Siz şeytani olmanın sadece hoş bir şey olduğunu hissedebilirsiniz; şeytani olmanın çok eğlenceli olduğunu hissedebilirsiniz ve şeytani olabilirsiniz. Bu yüzden kişi Vishuddhi Çakrada son derece dikkatli olmalıdır. Vishuddhi Çakra pek çok şey ile ilgilenir, özellikle cildiniz ve gözlerinizle. Cilt şimdi, kötü Vishuddhi’ye sahip insanların derileri ile her türlü garip sorunu yaşayabildiklerini gördüm. Tabii ki, bu karaciğerinizle ilgili olmalı, ama cildin parlama şekli, ışıldama şekli, sizin nasıl güldüğünüz, dünyaya nasıl baktığınıza bağlıdır. Birçok insan hiçbir şey için, gülümsemeyi alışkanlık haline getirmez. Özellikle de gördüğüm kadınlar, gördüğüm bayanlar, onlar sadece aptalca sırıtıyorlar. Bu [duyulmuyor] değil, kişi aptal olmamalıdır. Aptallık, Shri Krishna ilkesine aykırıdır. Gördüğünüz aptal insanlardaki gibi, onlar nasıllar. Dilleri her zaman yarı yarıya dışarıdadır. Aptal bir adamı fark ettiyseniz, yüzü şöyledir, onun dili daima dışarıdadır, ağzı yarı açıktır ve bir sersem gibi görünür. Şimdi, bunda sadece Vishuddhi rol oynar. Bir diğeri de Vishuddhi’nin problemlerini kaptığınız yerdir. Yani böyle bir insanın çok bükülmüş dudakları, kızgın dudakları vardır ve o konuşmaz.

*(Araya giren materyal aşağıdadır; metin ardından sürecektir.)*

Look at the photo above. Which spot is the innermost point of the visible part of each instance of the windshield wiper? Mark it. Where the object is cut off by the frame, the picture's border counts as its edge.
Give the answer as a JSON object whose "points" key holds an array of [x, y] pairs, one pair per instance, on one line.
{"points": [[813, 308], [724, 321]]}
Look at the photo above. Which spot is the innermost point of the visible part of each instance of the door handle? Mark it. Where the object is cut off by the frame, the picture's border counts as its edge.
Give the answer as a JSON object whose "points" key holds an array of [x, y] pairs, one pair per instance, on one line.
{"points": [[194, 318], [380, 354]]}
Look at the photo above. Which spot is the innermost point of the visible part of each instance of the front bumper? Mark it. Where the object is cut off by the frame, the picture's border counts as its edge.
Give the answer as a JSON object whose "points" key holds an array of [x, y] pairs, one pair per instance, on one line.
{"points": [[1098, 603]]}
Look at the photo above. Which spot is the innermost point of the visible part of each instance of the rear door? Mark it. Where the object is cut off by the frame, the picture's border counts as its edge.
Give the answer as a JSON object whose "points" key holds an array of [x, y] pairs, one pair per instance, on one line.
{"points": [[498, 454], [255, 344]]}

Bir diğeri ise, bir aptalın yüz ifadesine bile sahip olabilir ama bu sadece böyle bir surat yapmak da olabilir. Çünkü eğer o kişi kurnazsa, diyebilirim ki bir tür rupa veya … (Yogi: “Maske”) takabilir. Maske diyebilirsiniz, yüzünde bir maske, o kişi bir aptaldır ve sizi aldatmak için hadi çak bir beşlik yapar. Yani Vishuddhi hakkında kesin olan bir şey yoktur. Bir insanın ifadesi ne olursa olsun, o kişi çok masum görünebilir. Çünkü bu sizin Vishuddhinizle yapabileceğiniz bir şeydir. Özgürsünüz çünkü başınızı yukarı doğru kaldırdınız ve ulaştığınız bu noktada, bu sizin, kendinizi ve başkalarını aldatabileceğiniz özel türden bir yetenektir. Bazı insanlar yüzlerine bakılınca son derece masum görünürler. Onlar çok sade insanlar gibi görünebilir ama aslında korkunç kişiler olabilirler. Bazı insanlar aptal gibi görünebilirler ama onlar çok akıllı olabilirler. Demek ki bu sizin, bundan sorumlu olan Vishuddhi ile nasıl oynadığınızdır. Ama size anlatmaya çalıştığım esas şey, sizin Vishuddhinizi yönetebilmenizdir. İfadenizi nasıl ortaya koyacağınızı isteme şekliniz, yüzünüzü ne hale getireceğinizi isteme şekliniz, birisine bir şey önermeyi isteme şekliniz, bunların hepsini ayarlayabilir ve siz kalbinizi bundan uzak tutabilirsiniz.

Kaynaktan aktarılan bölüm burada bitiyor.